The coolest aspect of Curry’s evening, of course, was the venue. Many long-held sports tenets are inaccurate–or at the very least in need of an update–but Madison Square Garden’s reputation as “the” stage in pro basketball is not one of them. Knicks fans don’t just go there to watch their team win; they are looking for a great performance, no matter who gives it. Even watching from home, you could feel the crowd start to react every time Curry touched the ball, and emit a totally unique, collective groan-cheer hybrid every time another three went down.

I recognized that noise, and I knew exactly where I’d heard it before. After the game ended, I cued up ESPN’s excellent 30 for 30 documentary “Winning Time”, about Indiana Pacers great Reggie Miller’s fierce rivalry with the Knicks in the mid-90’s.
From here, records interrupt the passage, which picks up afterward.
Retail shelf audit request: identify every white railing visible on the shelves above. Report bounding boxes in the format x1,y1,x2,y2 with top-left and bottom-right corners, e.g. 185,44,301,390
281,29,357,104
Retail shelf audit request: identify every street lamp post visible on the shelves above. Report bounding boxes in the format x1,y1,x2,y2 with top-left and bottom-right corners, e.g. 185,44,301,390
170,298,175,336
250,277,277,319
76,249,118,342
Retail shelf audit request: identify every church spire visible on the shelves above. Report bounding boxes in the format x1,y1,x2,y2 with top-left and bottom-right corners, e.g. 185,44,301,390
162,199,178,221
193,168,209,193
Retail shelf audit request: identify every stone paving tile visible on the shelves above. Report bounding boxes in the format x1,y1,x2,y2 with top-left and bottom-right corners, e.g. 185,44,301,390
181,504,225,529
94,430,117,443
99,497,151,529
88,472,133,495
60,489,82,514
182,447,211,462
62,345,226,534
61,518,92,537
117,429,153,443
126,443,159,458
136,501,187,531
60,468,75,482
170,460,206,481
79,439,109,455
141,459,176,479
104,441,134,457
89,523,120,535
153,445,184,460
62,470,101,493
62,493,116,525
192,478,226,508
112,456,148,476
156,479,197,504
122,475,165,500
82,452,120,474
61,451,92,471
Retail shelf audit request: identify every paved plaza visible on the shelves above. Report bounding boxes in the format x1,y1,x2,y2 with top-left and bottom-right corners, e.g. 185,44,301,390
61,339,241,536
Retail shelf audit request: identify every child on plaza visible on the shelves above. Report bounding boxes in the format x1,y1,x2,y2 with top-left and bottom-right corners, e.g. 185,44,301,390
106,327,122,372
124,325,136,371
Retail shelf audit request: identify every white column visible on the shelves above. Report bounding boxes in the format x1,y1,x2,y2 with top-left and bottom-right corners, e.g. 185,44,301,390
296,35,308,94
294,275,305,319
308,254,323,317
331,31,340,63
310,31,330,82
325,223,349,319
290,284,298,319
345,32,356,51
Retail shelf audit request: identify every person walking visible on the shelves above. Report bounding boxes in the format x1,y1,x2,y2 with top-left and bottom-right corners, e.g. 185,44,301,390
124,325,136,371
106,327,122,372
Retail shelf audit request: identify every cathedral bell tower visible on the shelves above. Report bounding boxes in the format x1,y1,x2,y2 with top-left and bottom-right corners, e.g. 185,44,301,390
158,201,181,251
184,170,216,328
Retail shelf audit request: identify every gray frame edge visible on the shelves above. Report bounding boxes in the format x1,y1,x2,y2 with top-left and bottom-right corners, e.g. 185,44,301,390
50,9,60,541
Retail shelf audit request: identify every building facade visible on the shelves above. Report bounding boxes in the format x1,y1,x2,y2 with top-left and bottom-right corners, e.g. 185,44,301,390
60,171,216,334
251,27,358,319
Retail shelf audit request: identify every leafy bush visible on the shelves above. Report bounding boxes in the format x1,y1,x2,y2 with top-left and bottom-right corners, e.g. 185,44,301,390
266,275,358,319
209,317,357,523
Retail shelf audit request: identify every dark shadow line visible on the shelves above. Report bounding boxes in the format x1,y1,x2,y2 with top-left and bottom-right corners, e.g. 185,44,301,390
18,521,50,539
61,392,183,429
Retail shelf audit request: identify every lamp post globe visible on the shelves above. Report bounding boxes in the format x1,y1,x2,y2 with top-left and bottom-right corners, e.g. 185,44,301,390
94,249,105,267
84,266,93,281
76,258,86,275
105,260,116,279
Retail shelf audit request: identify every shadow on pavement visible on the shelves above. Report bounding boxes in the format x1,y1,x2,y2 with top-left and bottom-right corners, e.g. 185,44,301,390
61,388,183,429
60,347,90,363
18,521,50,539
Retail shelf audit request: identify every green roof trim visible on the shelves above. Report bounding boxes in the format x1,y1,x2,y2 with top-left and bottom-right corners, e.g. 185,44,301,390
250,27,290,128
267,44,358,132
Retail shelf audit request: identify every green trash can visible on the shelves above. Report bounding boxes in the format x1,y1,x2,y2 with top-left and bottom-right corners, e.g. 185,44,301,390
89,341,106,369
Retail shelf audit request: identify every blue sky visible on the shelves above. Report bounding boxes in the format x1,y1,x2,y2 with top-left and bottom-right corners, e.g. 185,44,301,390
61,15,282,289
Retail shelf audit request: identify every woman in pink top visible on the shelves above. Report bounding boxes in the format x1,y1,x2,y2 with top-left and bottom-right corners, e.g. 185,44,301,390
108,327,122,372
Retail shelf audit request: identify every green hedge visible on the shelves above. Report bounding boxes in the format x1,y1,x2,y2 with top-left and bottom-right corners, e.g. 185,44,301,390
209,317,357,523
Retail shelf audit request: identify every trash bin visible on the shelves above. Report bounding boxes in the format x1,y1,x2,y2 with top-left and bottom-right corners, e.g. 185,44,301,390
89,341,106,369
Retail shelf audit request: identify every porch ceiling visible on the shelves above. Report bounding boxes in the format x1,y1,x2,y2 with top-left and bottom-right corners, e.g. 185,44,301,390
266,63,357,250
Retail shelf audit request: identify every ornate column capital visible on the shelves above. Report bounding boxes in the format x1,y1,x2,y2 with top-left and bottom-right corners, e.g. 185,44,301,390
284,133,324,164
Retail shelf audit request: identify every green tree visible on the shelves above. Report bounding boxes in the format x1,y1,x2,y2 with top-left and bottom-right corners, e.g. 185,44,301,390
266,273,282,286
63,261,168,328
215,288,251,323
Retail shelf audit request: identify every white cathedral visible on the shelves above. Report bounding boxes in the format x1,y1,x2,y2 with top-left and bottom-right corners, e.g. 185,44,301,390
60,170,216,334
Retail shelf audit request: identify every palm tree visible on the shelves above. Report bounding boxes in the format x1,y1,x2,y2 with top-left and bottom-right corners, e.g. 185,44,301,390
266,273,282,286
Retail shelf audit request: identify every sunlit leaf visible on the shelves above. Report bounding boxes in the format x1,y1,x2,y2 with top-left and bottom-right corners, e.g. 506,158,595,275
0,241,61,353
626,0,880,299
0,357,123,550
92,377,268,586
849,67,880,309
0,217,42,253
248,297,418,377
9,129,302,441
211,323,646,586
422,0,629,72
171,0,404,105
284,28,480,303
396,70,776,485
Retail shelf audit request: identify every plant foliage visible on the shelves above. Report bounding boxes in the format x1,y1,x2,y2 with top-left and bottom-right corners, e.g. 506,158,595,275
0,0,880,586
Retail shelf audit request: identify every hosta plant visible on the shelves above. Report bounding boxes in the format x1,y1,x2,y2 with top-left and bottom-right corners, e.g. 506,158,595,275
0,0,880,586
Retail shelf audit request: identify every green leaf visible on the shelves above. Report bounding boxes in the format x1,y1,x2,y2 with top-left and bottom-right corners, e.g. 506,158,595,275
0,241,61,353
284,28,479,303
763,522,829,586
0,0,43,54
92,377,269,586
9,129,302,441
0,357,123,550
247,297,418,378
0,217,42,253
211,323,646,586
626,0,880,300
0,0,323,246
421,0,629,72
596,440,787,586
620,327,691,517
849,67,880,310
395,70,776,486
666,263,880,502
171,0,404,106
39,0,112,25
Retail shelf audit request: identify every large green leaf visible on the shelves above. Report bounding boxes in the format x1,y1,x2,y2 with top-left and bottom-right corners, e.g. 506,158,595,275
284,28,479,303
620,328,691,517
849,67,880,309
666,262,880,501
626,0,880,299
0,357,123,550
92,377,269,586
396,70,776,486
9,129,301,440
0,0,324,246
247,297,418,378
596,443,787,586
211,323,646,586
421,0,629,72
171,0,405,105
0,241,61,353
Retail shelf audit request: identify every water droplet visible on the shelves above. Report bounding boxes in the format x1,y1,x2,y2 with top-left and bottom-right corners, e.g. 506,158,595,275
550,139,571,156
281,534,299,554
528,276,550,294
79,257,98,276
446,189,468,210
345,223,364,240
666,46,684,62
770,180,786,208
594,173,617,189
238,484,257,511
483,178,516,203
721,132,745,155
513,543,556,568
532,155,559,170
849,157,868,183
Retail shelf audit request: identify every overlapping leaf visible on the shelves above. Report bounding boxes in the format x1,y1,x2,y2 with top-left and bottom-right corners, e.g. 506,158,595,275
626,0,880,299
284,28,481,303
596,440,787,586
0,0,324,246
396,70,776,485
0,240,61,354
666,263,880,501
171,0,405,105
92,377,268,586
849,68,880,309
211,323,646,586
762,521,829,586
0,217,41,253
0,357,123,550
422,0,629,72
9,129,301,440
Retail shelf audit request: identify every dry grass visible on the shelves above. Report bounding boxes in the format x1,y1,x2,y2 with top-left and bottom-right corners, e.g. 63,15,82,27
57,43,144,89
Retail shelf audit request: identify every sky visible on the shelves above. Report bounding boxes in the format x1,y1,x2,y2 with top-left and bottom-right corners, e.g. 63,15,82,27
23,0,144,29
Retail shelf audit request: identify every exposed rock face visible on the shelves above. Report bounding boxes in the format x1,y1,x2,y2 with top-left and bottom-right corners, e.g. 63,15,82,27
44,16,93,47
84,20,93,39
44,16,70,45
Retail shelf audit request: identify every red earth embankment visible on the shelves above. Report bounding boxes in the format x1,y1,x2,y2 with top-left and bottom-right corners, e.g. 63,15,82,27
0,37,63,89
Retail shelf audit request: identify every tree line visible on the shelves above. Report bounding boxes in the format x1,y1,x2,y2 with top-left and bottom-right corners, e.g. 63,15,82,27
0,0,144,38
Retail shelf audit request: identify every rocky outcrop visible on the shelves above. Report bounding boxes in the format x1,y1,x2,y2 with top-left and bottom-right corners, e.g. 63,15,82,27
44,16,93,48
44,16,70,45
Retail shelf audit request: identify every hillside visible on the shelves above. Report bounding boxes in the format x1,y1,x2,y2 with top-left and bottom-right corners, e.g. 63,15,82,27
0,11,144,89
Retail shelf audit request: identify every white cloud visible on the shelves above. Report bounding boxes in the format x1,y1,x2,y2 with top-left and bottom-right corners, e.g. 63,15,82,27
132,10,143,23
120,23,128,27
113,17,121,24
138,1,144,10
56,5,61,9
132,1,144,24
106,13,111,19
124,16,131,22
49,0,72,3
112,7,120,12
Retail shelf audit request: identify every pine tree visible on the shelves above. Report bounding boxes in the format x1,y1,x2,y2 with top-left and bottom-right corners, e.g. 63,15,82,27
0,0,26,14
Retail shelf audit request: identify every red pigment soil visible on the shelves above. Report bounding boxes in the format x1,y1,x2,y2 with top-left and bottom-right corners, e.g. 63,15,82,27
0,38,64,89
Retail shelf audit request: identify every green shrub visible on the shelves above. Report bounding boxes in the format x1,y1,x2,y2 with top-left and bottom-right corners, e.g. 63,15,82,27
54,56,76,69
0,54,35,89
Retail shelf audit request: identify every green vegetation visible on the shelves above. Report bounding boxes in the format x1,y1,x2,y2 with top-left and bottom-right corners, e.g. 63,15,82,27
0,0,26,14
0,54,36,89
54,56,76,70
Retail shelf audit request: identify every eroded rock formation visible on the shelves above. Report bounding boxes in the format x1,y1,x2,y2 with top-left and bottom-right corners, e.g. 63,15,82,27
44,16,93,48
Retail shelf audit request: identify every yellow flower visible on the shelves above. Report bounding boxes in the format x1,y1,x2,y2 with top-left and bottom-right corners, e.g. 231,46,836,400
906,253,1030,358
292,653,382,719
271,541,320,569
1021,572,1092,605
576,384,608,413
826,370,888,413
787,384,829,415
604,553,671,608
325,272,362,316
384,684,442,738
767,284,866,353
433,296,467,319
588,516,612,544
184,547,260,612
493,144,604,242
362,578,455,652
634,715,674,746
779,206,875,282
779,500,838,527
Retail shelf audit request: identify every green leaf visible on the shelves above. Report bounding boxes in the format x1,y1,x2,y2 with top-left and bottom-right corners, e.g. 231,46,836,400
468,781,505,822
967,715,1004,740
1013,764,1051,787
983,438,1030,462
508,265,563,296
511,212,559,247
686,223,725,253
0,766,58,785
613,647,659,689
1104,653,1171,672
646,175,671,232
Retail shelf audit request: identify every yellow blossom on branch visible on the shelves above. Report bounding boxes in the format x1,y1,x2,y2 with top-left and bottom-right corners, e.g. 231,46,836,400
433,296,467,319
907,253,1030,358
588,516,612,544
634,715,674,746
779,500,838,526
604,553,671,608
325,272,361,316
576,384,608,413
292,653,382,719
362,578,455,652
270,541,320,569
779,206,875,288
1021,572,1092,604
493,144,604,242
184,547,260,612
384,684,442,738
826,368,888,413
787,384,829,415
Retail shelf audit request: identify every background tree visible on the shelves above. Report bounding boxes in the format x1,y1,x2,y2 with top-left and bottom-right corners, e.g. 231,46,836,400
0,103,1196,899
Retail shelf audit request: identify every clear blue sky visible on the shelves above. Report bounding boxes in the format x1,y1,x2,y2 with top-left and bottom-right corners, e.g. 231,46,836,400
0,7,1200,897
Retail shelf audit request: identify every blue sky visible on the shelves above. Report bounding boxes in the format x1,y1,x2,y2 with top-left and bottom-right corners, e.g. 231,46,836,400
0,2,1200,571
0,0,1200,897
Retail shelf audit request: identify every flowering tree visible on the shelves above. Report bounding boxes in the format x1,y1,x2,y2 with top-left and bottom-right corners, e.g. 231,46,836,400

Every time Miller drained another big shot, there was the noise. It’s the same tumult Michael Jordan heard during his 55-point comeback game, that Kobe Bryant experienced when he dropped 61. It’s a buzz that manages to convey both disappointment and respect, and there wasn’t a single part of Curry’s 54-point explosion on Wednesday that didn’t demand the latter.

That respect will probably cost Curry the chance to score 54 again any time soon, but it doesn’t matter in the grand scheme of things. The Warriors’ decisions to pick the undersized guard from Davidson, choose him over Monta Ellis when many wanted the organization to do the opposite, and make him the center of the offense are all validated now. The league’s newest bona fide star showed up to the party a while ago, but it was only on Wednesday night that he finally became the life of it.